Ora, a hipótese destes autos é diametralmente oposta, notadamente porque a agravante e o de cujus foram casados por mais de 35 (trinta e cinco) anos.
Nesse contexto, mister afirmar que a mais adequada interpretação do art.1829, inciso I, no que respeita à separação convencional de bens, é aquela que entende ter o cônjuge direitos sucessórios em concorrência com os herdeiros do autor da herança, sendo essa, de resto, a interpretação literal e lógica do próprio dispositivo.
Literal porque, como já afirmado, o regime da separação convencional de bens não foi previsto como exceção à regra da concorrência entre cônjuge e descendentes. E lógica porque a intenção do legislador ao estabelecer tais exceções foi a de afastar o cônjuge da concorrência com os descendentes quando ele já é meeiro, isto é, o objetivo da lei foi exatamente proteger o cônjuge que não tem direito à meação.
Vale ressaltar que esta conclusão constou expressamente do Recurso Especial nº 1.111.095/TJ, que tratou de matéria semelhante a destes autos, tendo o Relator (Ministro Carlos Fernando Mathias) afirmado que “A alteração engendrada na norma civil, alçando o cônjuge supérstite à condição de herdeiro necessário (art.1845), tem o escopo de protegê-lo nas hipóteses em que desprovido o mesmo de percebimento de eventual meação advinda do regime matrimonial adotado.”
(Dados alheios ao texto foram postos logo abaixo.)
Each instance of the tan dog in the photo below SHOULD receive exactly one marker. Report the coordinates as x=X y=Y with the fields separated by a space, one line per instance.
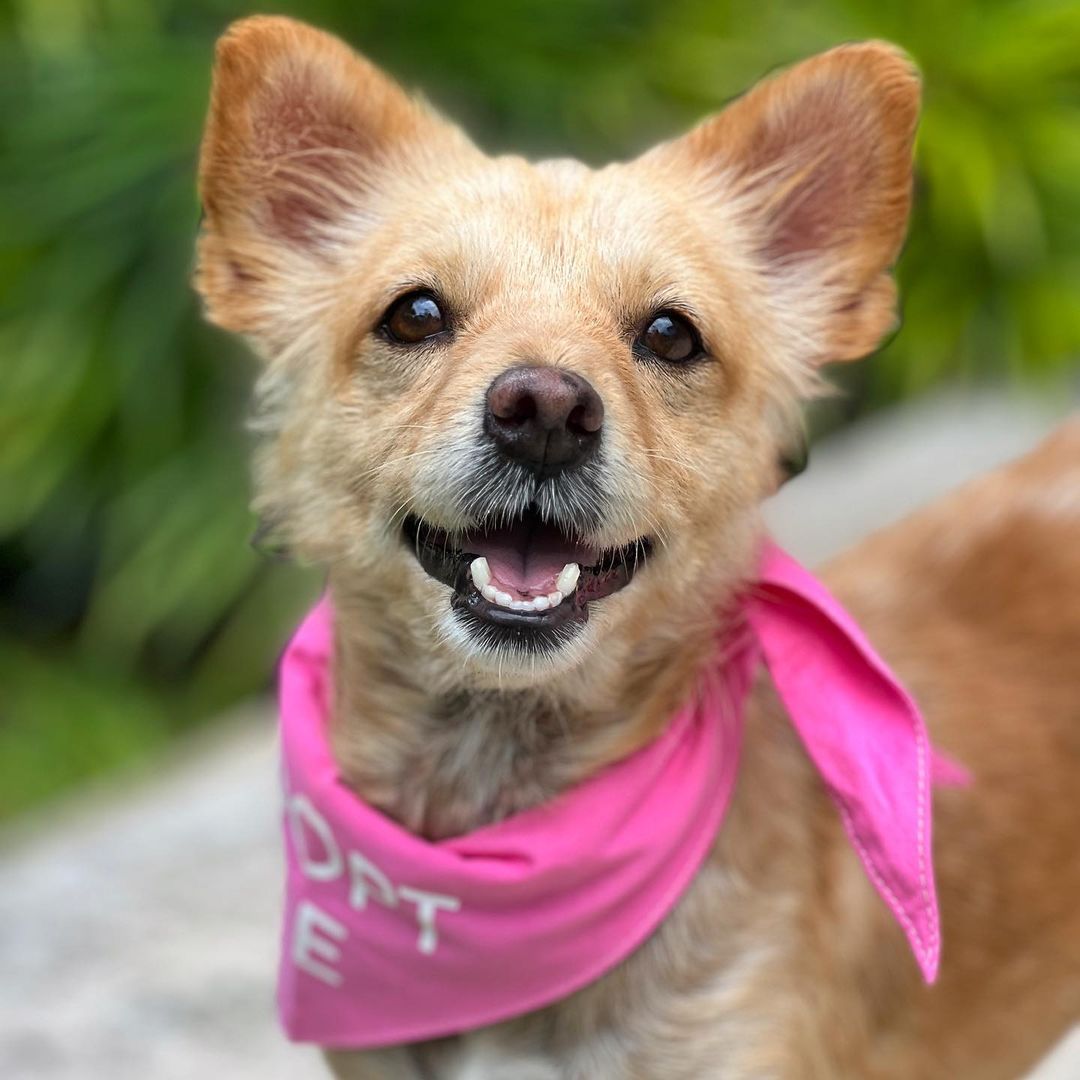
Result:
x=451 y=339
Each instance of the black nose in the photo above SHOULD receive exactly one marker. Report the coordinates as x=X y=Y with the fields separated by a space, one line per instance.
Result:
x=547 y=418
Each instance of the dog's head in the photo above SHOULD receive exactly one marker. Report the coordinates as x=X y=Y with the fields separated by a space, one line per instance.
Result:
x=531 y=407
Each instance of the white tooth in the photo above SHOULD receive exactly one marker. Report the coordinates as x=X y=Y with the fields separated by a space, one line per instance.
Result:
x=568 y=578
x=481 y=572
Em abono a tal assertiva, o Ministro João Otávio de Noronha, ao proferir voto-vista, afirmou: “Importa destacar que, se a lei fez algumas ressalvas quanto ao direito de herdar em razão do regime de casamento ser o de comunhão universal ou parcial, ou de separação obrigatória, não fez nenhuma quando o regime escolhido for o de separação de bens não obrigatório, de forma que, nessa hipótese, o cônjuge concorre com os descendentes e ascendentes, até porque o cônjuge casado sob tal regime, bem como sob comunhão parcial na qual não haja bens comuns, é exatamente aquele que a lei buscou proteger, pois, em tese, ele ficaria sem quaisquer bens, sem amparo, já que, segundo a regra anterior, além de não herdar, (em razão da presença de descendentes) ainda não haveria bens a partilhar.”
Soma-se a isso o fato de que o direito à meação não se confunde com o direito à sucessão.
De fato, a meação é uma espécie de condomínio entre os cônjuges, isto é, é a parcela dos bens do casal reservada para cada um dos consortes, quando o casamento se der sob os regimes de comunhão.
Assim, a contrario sensu, se estipulado o regime da separação de bens, previsto nos artigos 1.687/1.688 do CC/02, caso dos autos, não haverá bens passíveis de integrar eventual meação, cada cônjuge terá livre, exclusiva e integral administração e fruição dos bens que lhe pertence; o patrimônio dos cônjuges é absolutamente distinto, não havendo bens comuns; e os bens particulares serão resguardados de qualquer partilha, fruto de eventual separação.
Contudo, tal regramento não se aplica quando da transmissão desses bens por ocasião da morte de um dos cônjuges, já que o direito à sucessão causa mortis é tutelada por regras próprias, que contém finalidades também específicas. Logo, a depender do caso, pode haver cônjuge meeiro, mas não herdeiro, e cônjuge herdeiro, mas não meeiro.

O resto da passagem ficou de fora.